The literary works of Shih Yün-yü were printed in five series, under the collective title 獨學廬詩文稿 Tu-hsüeh lu shih-wên kao, making a total of 53 chüan. These comprise 26 chüan of verse, 5 chüan of tz'ŭ, or poems in irregular meter, and 22 chüan of prose. The first series was printed in 1795 when Shih was in Hunan; the second in 1805, at Chungking; the third in 1817; and the fourth and fifth about 1826 and 1832, respectively, at Soochow. All series were beautifully printed in the handwriting of able calligraphers—especially series one and two. Shih himself was a noted calligrapher, and it is reported that he was a skilled player of the ch'in 琴, or lute.

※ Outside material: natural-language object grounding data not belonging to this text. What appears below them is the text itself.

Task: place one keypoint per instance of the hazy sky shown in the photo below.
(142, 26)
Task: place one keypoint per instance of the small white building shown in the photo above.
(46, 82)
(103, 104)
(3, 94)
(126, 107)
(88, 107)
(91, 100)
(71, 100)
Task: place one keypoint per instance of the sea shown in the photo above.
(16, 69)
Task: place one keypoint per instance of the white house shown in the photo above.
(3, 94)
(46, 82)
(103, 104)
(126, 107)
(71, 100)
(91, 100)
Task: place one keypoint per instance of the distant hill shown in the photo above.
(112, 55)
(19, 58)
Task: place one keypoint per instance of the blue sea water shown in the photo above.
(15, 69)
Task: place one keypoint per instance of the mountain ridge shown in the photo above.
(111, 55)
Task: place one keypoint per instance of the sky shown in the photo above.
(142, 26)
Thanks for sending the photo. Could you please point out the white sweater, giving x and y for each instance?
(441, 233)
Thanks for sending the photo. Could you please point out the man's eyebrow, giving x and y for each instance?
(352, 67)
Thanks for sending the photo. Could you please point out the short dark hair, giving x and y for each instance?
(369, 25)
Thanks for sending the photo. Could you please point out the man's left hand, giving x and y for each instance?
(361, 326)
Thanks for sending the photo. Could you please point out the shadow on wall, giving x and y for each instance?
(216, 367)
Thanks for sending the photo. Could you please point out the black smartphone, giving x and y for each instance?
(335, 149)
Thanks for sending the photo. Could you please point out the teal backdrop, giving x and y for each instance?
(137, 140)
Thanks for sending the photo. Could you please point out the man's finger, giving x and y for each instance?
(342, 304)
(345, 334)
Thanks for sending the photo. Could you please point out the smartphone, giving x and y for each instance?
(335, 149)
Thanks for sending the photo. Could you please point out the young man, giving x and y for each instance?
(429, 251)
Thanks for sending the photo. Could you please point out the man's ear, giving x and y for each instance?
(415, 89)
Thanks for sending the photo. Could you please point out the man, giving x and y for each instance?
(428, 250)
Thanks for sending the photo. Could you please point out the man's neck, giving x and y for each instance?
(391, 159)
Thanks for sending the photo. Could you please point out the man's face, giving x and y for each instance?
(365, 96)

Shih Yün-yü had among his friends a cousin, the bibliophile Huang P'ei-lieh [q. v.], and the scholar, Wang Ch'i-sun 王芑孫 (T. 念豐, H. 惕甫, 1755–1818). Like them he was interested in book collecting—his library, Ling-po ko 凌波閣, containing more than forty thousand chüan. Another friend, Shên Fu [q. v.], was his secretary in the years 1805–06. During the celebration of the Chinese New Year in 1822, Shih invited to a dinner-party three men who, like himself, held the chuang-yüan degree. It was an unusual occasion, not only because four chuang-yüan seldom gathered outside of Peking, but also because all four came from the same city of Soochow. The three men were P'an Shih-ên [q. v.], chuang-yüan of 1793; Wu T'ing-ch'ên 吳廷琛 (T. 震南, H. 棣華, 1773–1844), chuang-yüan of 1802; and Wu Hsin-chung 吳信中 (T. 靄人, H. 閱甫), chuang-yüan of 1808. Several poems written by them on this occasion were printed by Huang P'ei-lieh in 1824 under the title 狀元會唱和詩 Chuang-yüan hui ch'ang-ho shih.

[2/72/51b; 3/195/30a; 20/3/00; Tu-hsüeh lu shih wên kao 四稿, 文2/21b, 池上集1/7b; Yeh Tê-hui (see under Chu I-tsun) 郎園讀書志 Hsi-yüan tu-shu chih 14/8b.]